Redis is durable with its bin logs, but if you're pushing many "jobs" through Redis, you will end up wanting to turn off bin logging because of the lag it introduces.
Rabbit is durable and highly available as well. It can be clustered and it's confirmable queues allow for a high volume of writes while remaining durable.
This was my take away question. Redis can be used extremely effectively as a pool of job queues with failover. Perhaps RabbitMQ provides robust bidirectional messaging? While pooling Redis works well for one-way job submission (with each Redis instance being backed by some set of work consumers), making the process synchronous (whereby the consuming worker communicates back to the producer) is not so clearly handled in a robust way unless the producer is listening on some set of Redis instances for the single reply message. RabbitMQ seems heavy weight just to solve that single problem, though.

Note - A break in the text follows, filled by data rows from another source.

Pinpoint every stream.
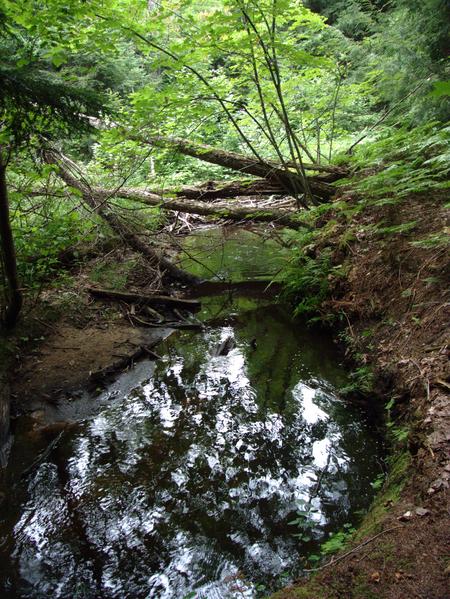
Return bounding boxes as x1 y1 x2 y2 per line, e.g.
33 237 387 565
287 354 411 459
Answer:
0 228 383 599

Making something synchronous when it involves a job queue sounds like a recipe for disaster, IMO. Better to let both the consumer and producer act in a fire-and-forget manner with the original consumer producing a reply on a second queue which the original producer will eventually handle.

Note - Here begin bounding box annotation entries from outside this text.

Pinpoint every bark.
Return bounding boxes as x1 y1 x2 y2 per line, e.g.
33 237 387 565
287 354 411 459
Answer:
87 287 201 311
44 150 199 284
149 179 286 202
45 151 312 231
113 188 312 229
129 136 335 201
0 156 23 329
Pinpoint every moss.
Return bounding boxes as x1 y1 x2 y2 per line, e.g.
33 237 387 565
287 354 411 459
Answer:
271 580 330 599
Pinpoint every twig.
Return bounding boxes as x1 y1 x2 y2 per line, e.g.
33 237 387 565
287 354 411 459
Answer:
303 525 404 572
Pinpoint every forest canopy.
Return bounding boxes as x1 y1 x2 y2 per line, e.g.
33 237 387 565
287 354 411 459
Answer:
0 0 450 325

Our use case necessitated a synchronous interaction, but the message back was done exactly as you suggest - just uses a private second queue. The challenge was that while the initial job is fire-and-forget (or wait for a reply), the 2nd private queue was just a placeholder for a reliable messaging backend that needed to be implemented. It doesn't matter what worker gets the job, but it matters to whom the consumer of the job replies. I believe Redis provides enough primitives to make a highly reliable messaging system. We just have not done it.